Social Security Disability Insurance (SSDI) provides financial assistance to people with disabilities. The program is administered by the Social Security Administration for individuals who have a disability and meet specific medical criteria.
This program pays benefits to individuals and certain members of their family if they become disabled and have enough work credits, meaning that they have worked long enough and paid Social Security taxes.
To qualify for SSDI, individuals must meet the following requirements:
Worked in jobs covered by Social Security.
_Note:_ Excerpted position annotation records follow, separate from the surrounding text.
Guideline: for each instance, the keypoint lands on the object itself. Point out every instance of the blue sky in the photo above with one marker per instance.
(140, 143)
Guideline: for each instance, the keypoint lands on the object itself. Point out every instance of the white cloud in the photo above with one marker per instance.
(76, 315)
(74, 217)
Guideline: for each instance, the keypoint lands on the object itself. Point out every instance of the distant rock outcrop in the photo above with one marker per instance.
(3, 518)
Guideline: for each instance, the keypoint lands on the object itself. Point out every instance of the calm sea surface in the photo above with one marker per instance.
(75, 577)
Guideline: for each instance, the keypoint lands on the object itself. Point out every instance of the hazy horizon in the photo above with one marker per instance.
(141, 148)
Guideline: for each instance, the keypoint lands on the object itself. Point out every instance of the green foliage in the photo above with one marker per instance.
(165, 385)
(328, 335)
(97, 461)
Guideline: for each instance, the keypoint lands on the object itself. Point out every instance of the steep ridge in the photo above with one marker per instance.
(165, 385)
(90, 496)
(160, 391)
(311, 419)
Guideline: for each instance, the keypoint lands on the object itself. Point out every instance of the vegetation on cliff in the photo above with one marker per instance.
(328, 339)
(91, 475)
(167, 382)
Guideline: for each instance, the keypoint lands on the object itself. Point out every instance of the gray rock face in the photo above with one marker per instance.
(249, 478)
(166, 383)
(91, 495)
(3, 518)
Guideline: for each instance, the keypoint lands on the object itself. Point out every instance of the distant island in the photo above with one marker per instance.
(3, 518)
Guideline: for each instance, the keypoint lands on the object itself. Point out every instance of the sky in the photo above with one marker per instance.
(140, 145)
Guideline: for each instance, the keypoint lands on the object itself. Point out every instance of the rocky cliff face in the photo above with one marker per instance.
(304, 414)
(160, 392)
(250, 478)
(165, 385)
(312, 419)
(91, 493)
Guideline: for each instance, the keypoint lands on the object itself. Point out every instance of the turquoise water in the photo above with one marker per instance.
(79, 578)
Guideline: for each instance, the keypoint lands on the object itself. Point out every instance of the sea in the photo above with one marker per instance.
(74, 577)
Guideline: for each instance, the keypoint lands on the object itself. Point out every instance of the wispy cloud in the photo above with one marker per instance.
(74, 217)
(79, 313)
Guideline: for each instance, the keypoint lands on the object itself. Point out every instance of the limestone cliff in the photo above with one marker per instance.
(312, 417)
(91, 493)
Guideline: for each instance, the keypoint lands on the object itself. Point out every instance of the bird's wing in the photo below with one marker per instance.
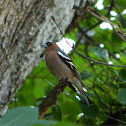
(70, 64)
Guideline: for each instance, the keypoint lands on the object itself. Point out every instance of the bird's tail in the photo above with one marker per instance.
(85, 98)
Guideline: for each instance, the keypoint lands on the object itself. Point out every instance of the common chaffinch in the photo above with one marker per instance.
(61, 66)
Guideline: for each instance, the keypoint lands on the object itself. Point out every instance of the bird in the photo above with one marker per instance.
(61, 66)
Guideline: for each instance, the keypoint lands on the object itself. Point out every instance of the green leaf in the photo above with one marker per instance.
(101, 53)
(121, 3)
(23, 116)
(121, 96)
(85, 74)
(122, 74)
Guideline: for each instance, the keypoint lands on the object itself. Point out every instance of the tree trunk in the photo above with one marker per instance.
(24, 26)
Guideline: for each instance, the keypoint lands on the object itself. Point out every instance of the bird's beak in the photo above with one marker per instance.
(44, 45)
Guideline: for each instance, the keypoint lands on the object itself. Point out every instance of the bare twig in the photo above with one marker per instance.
(83, 55)
(51, 99)
(105, 19)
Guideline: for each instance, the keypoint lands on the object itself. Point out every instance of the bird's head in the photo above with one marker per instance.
(50, 46)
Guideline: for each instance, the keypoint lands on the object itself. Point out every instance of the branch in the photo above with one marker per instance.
(99, 16)
(98, 61)
(51, 99)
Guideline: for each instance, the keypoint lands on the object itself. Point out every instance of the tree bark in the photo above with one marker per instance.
(24, 26)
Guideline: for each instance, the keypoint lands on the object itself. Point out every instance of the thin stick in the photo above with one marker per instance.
(60, 30)
(51, 99)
Have a medical condition that meets Social Security's definition of disability.
Earned enough work credits to be eligible for Social Security benefits. Work credits are based on total yearly wages or self-employment income. Up to four credits may be earned each year.
The amount needed for work credits changes year to year. Generally, recipients need 40 credits to qualify for benefits, 20 of which were earned in the last 10 years ending with the year they became disabled.
Individuals are considered disabled under Social Security rules if:
They cannot do work that they did before.
They cannot adjust to other work because of their medical condition(s).
The disability has lasted or is expected to last for at least one year or to result in death.
No benefits are payable for partial or short-term disability.
Types of services and supports that can be used for Social Security Disability Insurance (SSDI)
The amount an individual receives monthly from SSDI is determined by how much that person has paid in Social Security taxes. This is called 'covered earnings,' which is averaged over the years the person has been working and becomes the Average Indexed Monthly Earnings (AIME).
The Social Security Administration applies a formula to the person's AIME to calculate how much in benefits they receive. The amount of money an individual receives is unique for everyone.